Os índices divulgados funcionam como um teto máximo de aumento. Ou seja, cada laboratório decide se vai aplicar o reajuste e as farmácias ainda podem oferecer descontos.
Transição gradual
Apesar da previsão de alta, o impacto não costuma ser imediato nas farmácias. Isso ocorre porque muitos estabelecimentos ainda possuem estoques adquiridos com preços anteriores, o que permite uma transição gradual antes da aplicação integral dos novos valores. Por esse motivo, a recomendação não é antecipar compras ou fazer estoques desnecessários.
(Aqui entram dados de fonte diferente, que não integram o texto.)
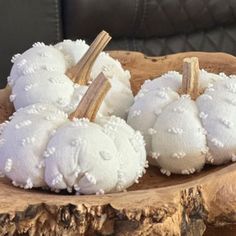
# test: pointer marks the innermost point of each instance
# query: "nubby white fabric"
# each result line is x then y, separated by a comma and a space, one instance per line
182, 134
41, 147
38, 76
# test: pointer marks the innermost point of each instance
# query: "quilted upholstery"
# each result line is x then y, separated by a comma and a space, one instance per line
222, 38
155, 27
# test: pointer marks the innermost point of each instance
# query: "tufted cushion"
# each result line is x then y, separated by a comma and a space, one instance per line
145, 18
222, 38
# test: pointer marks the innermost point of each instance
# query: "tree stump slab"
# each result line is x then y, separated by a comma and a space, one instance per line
203, 203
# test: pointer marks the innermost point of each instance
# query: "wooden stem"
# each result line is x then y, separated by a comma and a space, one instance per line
92, 99
190, 81
80, 73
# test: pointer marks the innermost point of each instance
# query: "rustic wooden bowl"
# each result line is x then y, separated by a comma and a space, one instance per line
158, 205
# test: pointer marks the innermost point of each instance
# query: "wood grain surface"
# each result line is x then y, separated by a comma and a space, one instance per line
158, 205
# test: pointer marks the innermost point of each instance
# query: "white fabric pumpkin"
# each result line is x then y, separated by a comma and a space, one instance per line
38, 76
182, 134
40, 147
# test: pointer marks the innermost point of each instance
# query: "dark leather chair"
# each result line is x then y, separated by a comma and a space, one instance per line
155, 27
Segundo Maurício Filizola, diretor do Sincofarma e presidente da Rede de Farmácias Santa Branca, pesquisar preços continua sendo a melhor estratégia para economizar. Ele também destaca que a rede tem reforçado seus estoques como forma de reduzir o impacto inicial para os consumidores. “Uma alternativa importante é optar pelos medicamentos genéricos, que, por lei, costumam ser cerca de 35% mais baratos em relação aos de referência”, ressalta Maurício.
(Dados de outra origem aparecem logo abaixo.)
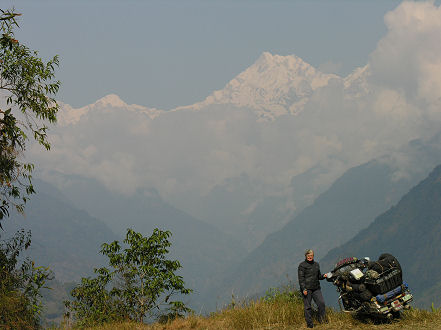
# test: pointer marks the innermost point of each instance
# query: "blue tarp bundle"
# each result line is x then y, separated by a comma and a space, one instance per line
392, 293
O reajuste abrange medicamentos de prescrição médica regulados pela CMED. A aplicação dos novos preços pelas farmácias depende da publicação no Diário Oficial da União, prevista até 31 de março.
Concorrência
Na prática, remédios com mais opções no mercado tendem a apresentar aumentos menores, enquanto aqueles com menor concorrência costumam ter correções mais elevadas. A atualização segue uma regra prevista em lei e leva em conta a inflação oficial do País, medida pelo Instituto Brasileiro de Geografia e Estatística (IBGE). O reajuste é baseado no IPCA, produtividade da indústria (Fator X) e concorrência. O aumento não é automático, sendo um teto máximo sobre o Preço Máximo ao Consumidor (PMC).
Genéricos
Este é um dos menores índices de reajuste desde 2018. Medicamentos fitoterápicos, isentos de prescrição com alta concorrência e homeopáticos podem não seguir essas regras de reajuste. A concorrência no nível 1 (genéricos) permite maior liberdade de preço pelas farmácias, enquanto medicamentos de nível 3 (geralmente exclusivos) têm o menor percentual de aumento permitido.
Principais Detalhes do Reajuste 2026 (Projeção e Definição):
Faixas de Reajuste (Níveis de Concorrência):
Nível 1 (Alta Concorrência): Até 3,81%.
Nível 2 (Concorrência Média): Até 2,47%.
Nível 3 (Baixa Concorrência): Até 1,13%.